Pero nuestro cuento se refiere a un aspecto más simple, al menos por sus consecuencias. Se trata de esa jugarreta del inconciente con los olvidos momentáneos que con cierta frecuencia aparecen en la vida cotidiana. Y fue lo que nos ocurrió en el café Roma, ubicado en la avenida Victoria y al cual acudíamos Claudio Cedeño y yo con cierta regularidad, a libar uno de los mejores cafés de Caracas. En esa oportunidad nos acompañaba Luis «Licho» Bello, quien andaba en esa época con la teoría del lenguaje de los animales, con datos tan elaborados que ni el mismo etólogo Konrad Lorenz tendría en su repertorio.
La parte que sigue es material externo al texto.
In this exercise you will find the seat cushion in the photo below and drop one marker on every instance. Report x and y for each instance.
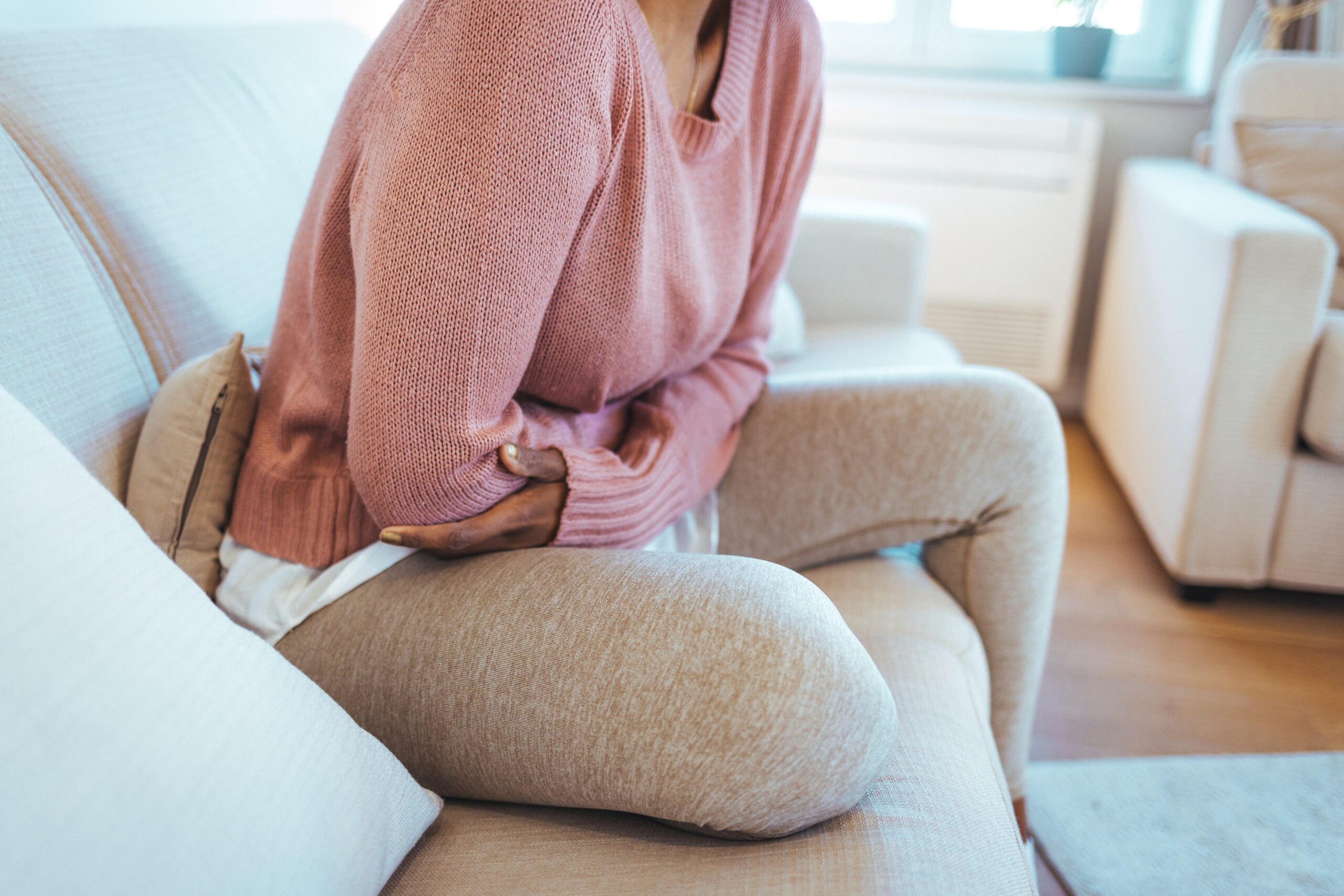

El caso es que, en medio de la conversación, entró a la panadería el pequeño hijo de un apreciado amigo recién fallecido y quien habia sido compañero de Claudio en sus actividades pedagógicas, al verlo yo me acerqué al muchacho para saludarlo e invitarle a cualquier dulce o refresco que él tuviera a bien consumir, pero el niño se negó a todo y señaló que solo venía a buscar un pan recién hecho que su madre ya había cancelado. Claudio y Licho también se levantaron para saludar al párvulo y en medio del saludo, Licho le pregunto: ¿Cómo está tu papá?; pero en un celaje le vino a la memoria el reciente deceso de Roberto y para enmendar la plana, le pregunto: Él sigue muerto, ¿no?. Y el niño, con cierto aplomo y frente a nuestro asombro respondió: Sí, él sigue muerto. No había transcurrido un segundo de la salida de Robertico de la panadería cuando nuestras carcajadas casi obligaron al dueño a pedir un desalojo inmediato.
Y por supuesto, una vez calmada la risa, debí entrar en un debate con lujo de detalles para tratar de explicar desde el punto de vista psicológico, aquel momento tan especial de la memoria.
Solo eso quería contarles.
Pablo M. Peñaranda H. Es doctor en Ciencias Sociales, licenciado en psicología y profesor titular de la UCV.